防衛省は10日、中国初の航空母艦「遼寧」が本州付近まで接近して航行したとして、その移動軌跡を公表した。遼寧の空母打撃群は同日、宮古海峡の東側で訓練を実施した後、琉球諸島の東沿岸に沿って北上したという。
香港紙「明報」は9日「中国海軍の空母は通常、宮古海峡を通過した後は西太平洋に直接進んで訓練を続けるが、今回は航路が変更され、日本本土により近づいた」と報じた。
明報は、日中間で軍用機のレーダー照射をめぐる応酬が続く中、こうした空母の接近航行が行われたと指摘した。
防衛省によると、遼寧は6日午前、ミサイル駆逐艦3隻を伴って沖縄本島と宮古島の間を通過した。随伴していたのは、055型誘導ミサイル駆逐艦「南昌」(艦番号101)、052D型駆逐艦「西寧」(同117)、同じく052D型の「開封」(同124)の計3隻だった。
沖縄本島と宮古島の間の海域は、中国海軍艦艇が太平洋へ進出する際の主要航路であり、通過自体は珍しくない。しかし、問題はその後の動きにあった。
遼寧艦隊は7日、琉球諸島の東約600キロの海域に向けて北上し、九州南部・鹿児島県に属する喜界島の東約190キロ付近まで到達した。遼寧がさらに北上を続ければ、日本本土を中心に円を描くような航路となる状況だった。
艦隊は8日から9日にかけて東へ進んだ後、南へ針路を変え、沖ノ鳥島方面へ向かった。5日から8日の間に確認された遼寧の艦載機の離着陸回数は、合計で140回に上った。
「日本経済新聞」はこの時期に補給艦も遼寧艦隊へ合流したと報じ「航空母艦打撃群を長期間運用する可能性が指摘されている」と伝えた。
海上幕僚長の齋藤聡氏は9日の記者会見で、航空母艦が沖縄本島と南大東島の間の海域を通過しつつ、離着艦訓練を実施したのは初めてだと明らかにした。また「中国海軍の活動は極めて活発化しており、行動範囲も拡大している」との見方を示した。

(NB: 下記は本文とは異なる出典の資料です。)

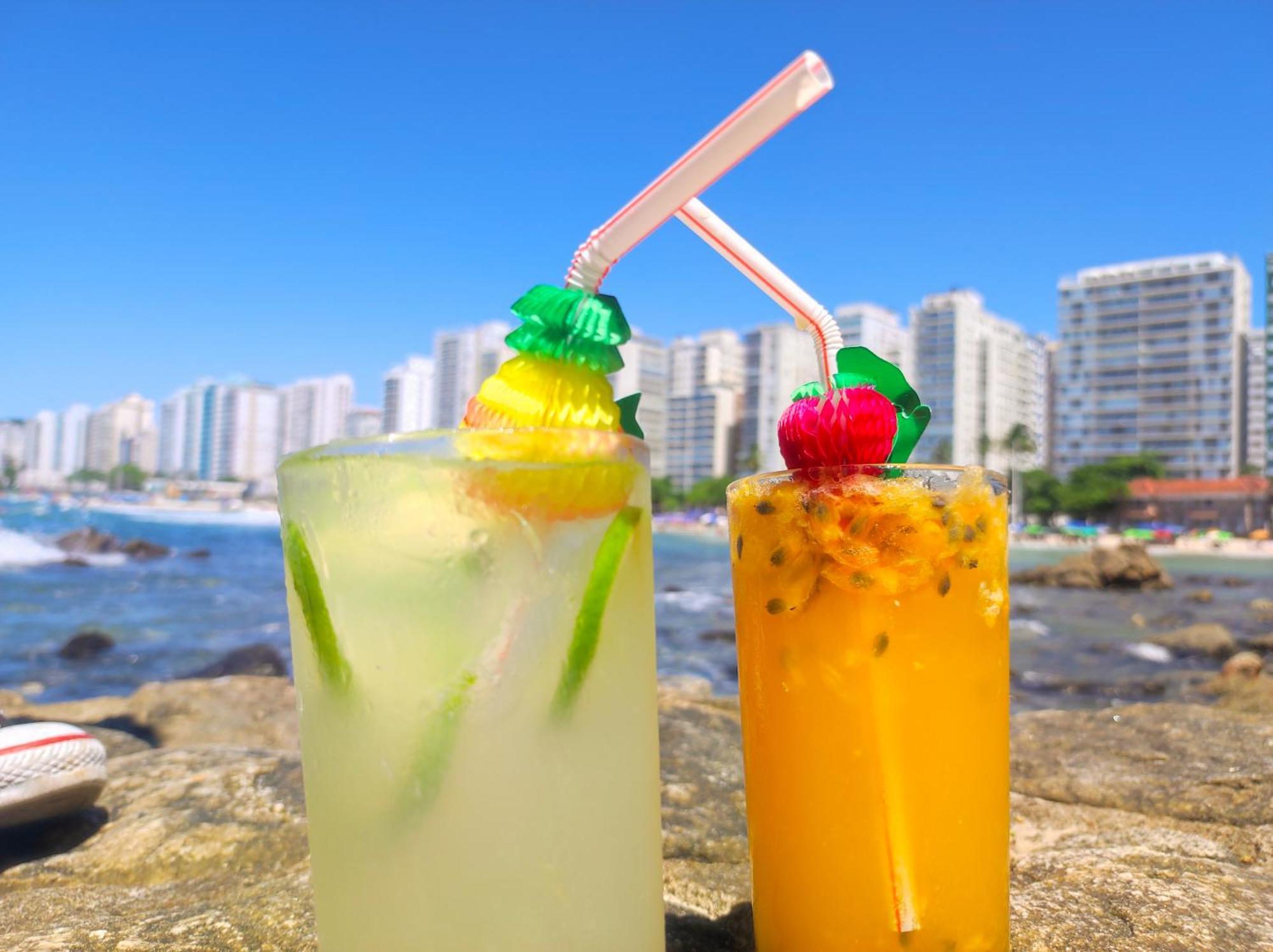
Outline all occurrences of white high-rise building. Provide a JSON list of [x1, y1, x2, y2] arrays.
[[433, 321, 513, 429], [667, 330, 745, 489], [345, 406, 384, 438], [1055, 252, 1251, 479], [381, 355, 437, 433], [211, 383, 283, 482], [22, 410, 60, 489], [610, 331, 668, 479], [84, 393, 154, 473], [737, 321, 817, 472], [158, 388, 191, 476], [55, 403, 93, 476], [279, 374, 354, 453], [668, 330, 745, 397], [667, 387, 738, 490], [909, 290, 1048, 471], [1242, 327, 1269, 476], [835, 300, 914, 381]]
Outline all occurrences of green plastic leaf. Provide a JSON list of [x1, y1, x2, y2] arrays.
[[283, 522, 353, 692], [552, 505, 640, 717], [792, 381, 822, 403], [615, 393, 645, 439], [513, 284, 631, 345], [835, 347, 933, 463], [504, 325, 624, 374], [412, 671, 477, 808]]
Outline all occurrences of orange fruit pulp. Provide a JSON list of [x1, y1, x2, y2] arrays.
[[729, 467, 1008, 952]]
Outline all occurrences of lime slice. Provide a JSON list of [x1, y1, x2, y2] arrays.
[[283, 522, 353, 694], [414, 671, 477, 808], [552, 505, 640, 715]]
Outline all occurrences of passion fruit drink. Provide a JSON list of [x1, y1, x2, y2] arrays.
[[729, 466, 1008, 952], [280, 430, 663, 952]]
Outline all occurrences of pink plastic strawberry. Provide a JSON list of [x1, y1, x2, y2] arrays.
[[778, 384, 897, 470]]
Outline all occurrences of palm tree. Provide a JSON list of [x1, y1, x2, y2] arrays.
[[999, 423, 1037, 522]]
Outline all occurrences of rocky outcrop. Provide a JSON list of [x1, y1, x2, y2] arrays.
[[1012, 542, 1174, 589], [53, 526, 172, 565], [0, 677, 1273, 952], [1146, 624, 1237, 658], [182, 644, 288, 678], [57, 629, 115, 661]]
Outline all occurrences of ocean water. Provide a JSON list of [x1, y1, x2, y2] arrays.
[[0, 499, 1273, 709]]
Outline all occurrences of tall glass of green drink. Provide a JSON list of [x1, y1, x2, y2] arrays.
[[279, 430, 663, 952]]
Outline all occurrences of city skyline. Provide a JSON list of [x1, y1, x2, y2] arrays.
[[7, 253, 1273, 490], [0, 0, 1273, 416]]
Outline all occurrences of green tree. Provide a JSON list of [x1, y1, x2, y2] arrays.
[[1021, 470, 1062, 521], [1060, 453, 1164, 518], [107, 463, 146, 490], [649, 476, 685, 513], [685, 476, 733, 509]]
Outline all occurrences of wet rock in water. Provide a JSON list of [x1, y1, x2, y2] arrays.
[[699, 627, 735, 644], [57, 629, 115, 661], [1242, 631, 1273, 653], [1012, 542, 1174, 591], [1146, 624, 1237, 658], [53, 526, 120, 555], [182, 644, 288, 678], [1220, 652, 1264, 678], [120, 538, 172, 561]]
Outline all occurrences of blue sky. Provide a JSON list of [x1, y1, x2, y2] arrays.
[[0, 0, 1273, 416]]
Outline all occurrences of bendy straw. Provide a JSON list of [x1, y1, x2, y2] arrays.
[[676, 199, 919, 934], [565, 51, 834, 293], [676, 199, 844, 393]]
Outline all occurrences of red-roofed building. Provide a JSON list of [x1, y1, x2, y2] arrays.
[[1119, 476, 1273, 536]]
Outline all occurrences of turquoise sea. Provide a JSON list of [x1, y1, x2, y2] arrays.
[[0, 499, 1273, 709]]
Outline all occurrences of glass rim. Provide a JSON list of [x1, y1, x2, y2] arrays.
[[726, 463, 1008, 493], [276, 426, 649, 473]]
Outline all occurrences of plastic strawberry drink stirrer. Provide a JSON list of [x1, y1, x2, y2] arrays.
[[677, 199, 928, 933]]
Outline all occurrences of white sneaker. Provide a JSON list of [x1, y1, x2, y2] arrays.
[[0, 720, 106, 827]]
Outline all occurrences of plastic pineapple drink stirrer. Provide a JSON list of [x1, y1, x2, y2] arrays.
[[453, 52, 831, 728], [677, 199, 931, 933]]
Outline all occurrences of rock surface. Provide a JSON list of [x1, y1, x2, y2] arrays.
[[1012, 542, 1174, 589], [0, 677, 1273, 952], [53, 526, 172, 565], [1146, 622, 1237, 658]]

「日本経済新聞」によると、政府は中国が航空母艦の運用能力や遠方海域での作戦遂行能力を引き上げようとしていると分析している。
齋藤幕僚長は、自衛隊が情報収集態勢を緩めれば「一方的な現状変更を招きかねず、その試みを助長する恐れがある」と述べ、引き続き警戒監視を徹底する方針を示した。
中国本土の軍事アナリストらは、沖縄南東のこの海域が横須賀に駐留する米空母打撃群や、日本本州から出航する自衛隊艦艇が台湾海峡に介入する際の重要な航路に当たると見ていると、明報は伝えた。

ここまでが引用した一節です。